You can dynamically generate variables using eval, but they will necessarily live in global scope. Don’t do it. Seriously. It leads to hard to read and reason about code, and a cluttered global namespace. Nevertheless:

julia> for i = 1:N
           var = Symbol("vector_$i")
           eval( :( $var = zeros($i+1) ));
       end

julia> vector_1
2-element Vector{Float64}:
 0.0
 0.0

julia> vector_2
3-element Vector{Float64}:
 0.0
 0.0
 0.0

Thanks for your comment. The issue here is that I need to connect the generated vectors to other ones (which are changing in time-domain loop. For example, vectors[2] = @view(D[:]). However, a change in D will not be updated in vectors[2]/

D = [55,69];
vectors = Vector{Int}[]
       for i in 1:3
           push!(vectors, zeros(i))
       end

vectors[2] = @view(D[:]);
D[1] = 77;
julia> vectors
3-element Vector{Vector{Int64}}:
 [0]
 [55, 69]
 [0, 0, 0]

Thank you very much for your note. Can I restrict the generated vectors to be ONLY in scope of dd() function?

function dd()
N=3
for i = 1:N
    var = Symbol("vector_$i")
    eval( :( $var = zeros($i+1) ));
end
end

dd()

That’s because vectors is of type Vector{Vector{Int}} whereas @view(D[:]) is a subarray. Upon assignment vector[2] = @view(D[:]) a conversion to the former type, i.e. an implicit copy is made.
You could widen the container type

julia> vectors = AbstractVector{Int}[]

julia> for i in 1:3
           push!(vectors, zeros(i))
       end

julia> vectors
3-element Vector{AbstractVector{Int64}}:
 [0]
 [0, 0]
 [0, 0, 0]

julia> vectors[2] = @view(D[:]);

julia> vectors
3-element Vector{AbstractVector{Int64}}:
 [0]
 [55, 69]
 [0, 0, 0]

julia> vectors[2]
2-element view(::Vector{Int64}, :) with eltype Int64:
 55
 69

julia> D[1] = 77
77

julia> vectors
3-element Vector{AbstractVector{Int64}}:
 [0]
 [77, 69]
 [0, 0, 0]

No, that’s what I stated. eval evaluates an expression in the global scope of the module.

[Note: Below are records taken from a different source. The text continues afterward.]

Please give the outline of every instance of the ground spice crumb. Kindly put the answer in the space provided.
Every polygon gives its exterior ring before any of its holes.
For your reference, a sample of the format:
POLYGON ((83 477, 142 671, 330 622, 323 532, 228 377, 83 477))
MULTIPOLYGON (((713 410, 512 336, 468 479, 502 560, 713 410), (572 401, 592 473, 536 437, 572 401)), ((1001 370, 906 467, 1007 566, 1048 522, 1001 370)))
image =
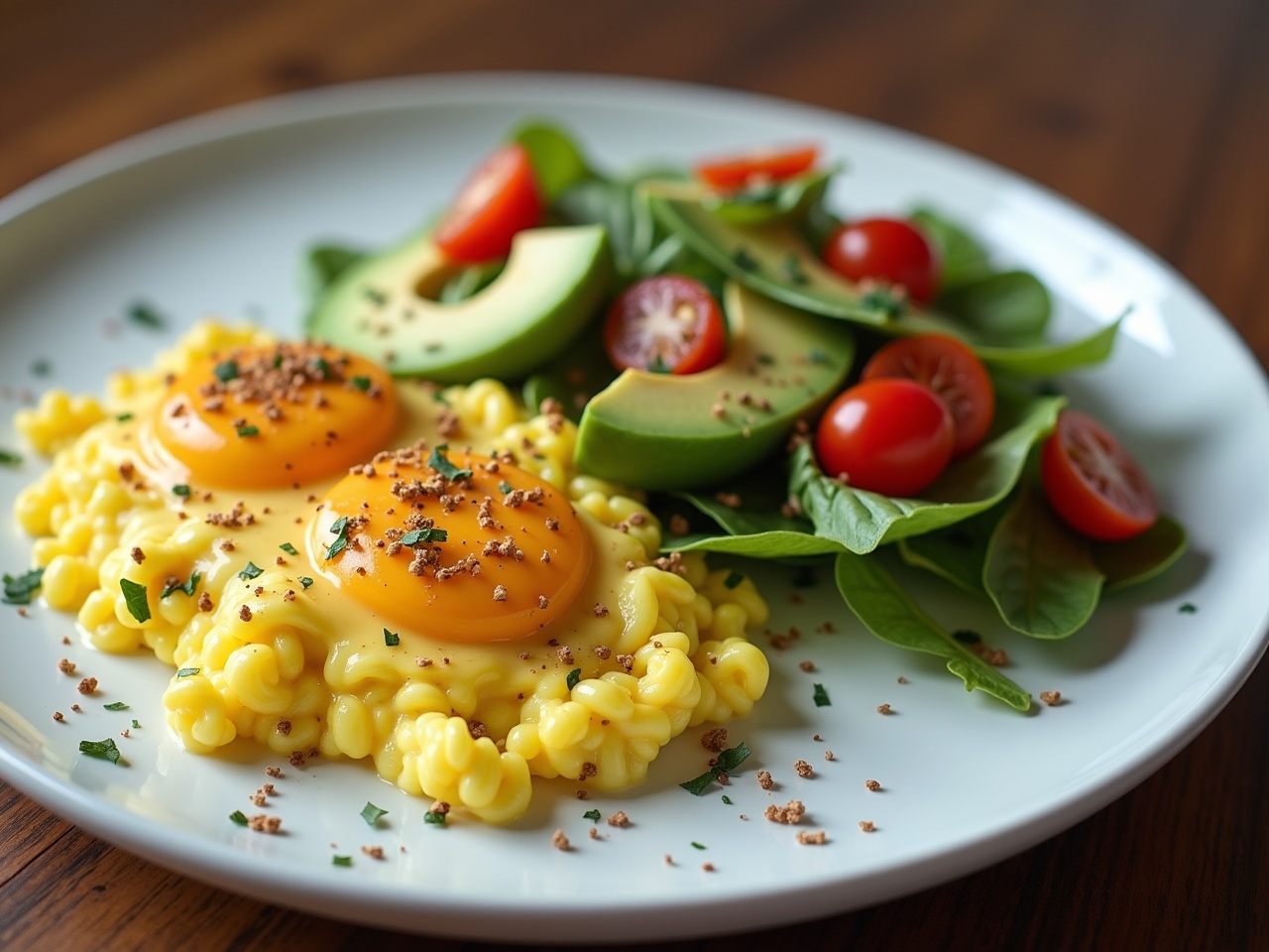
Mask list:
POLYGON ((727 749, 727 729, 713 727, 700 735, 700 746, 714 754, 727 749))
POLYGON ((247 817, 246 825, 256 833, 277 833, 282 829, 282 817, 256 814, 255 816, 247 817))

IMHO this should just error.

Thank you very much!
From a performance point of view, Do the values of vectors[2] are allocated in order in memory (column-major)? In other words, do working on the vector vector_2 is the same as on vectors[2]?

vector_1 = [0,0];
vector_2 = [0,0,0];
vector_3 = [0,0,0,0];

Performance-wise this will be quite bad in general, because you are handling a container with an abstract type.

If you need performance there you probably want something else, and this becomes a xy problem.

Yes, they form a concrete vector. Accessing vectors[2] is bad performance-wise because of the abstract container type. If you can live with that depends on the kind of work and how much indexing is done. Using a function barrier might be sufficient to make the overhead from the type instability due to indexing into vectors negligible.

Another option if you know how many you want at compile time:

sizes = (2,3,4)
Base.Cartesian.@nexprs 3 j->vector_j = zeros(sizes[j])

Now the variables vector_1, vector_2, and vector_3 exist with the sizes you have asked for.

I am sorry if I could not deliver my point clearly from the beginning.
Thanks for pointing this out. I will be more precise and accurate next times to make the discussion more productive.
From a performance point of view, can you recommend someting?

That depends a lot on the performance of what. It is not possible to answer that without further information.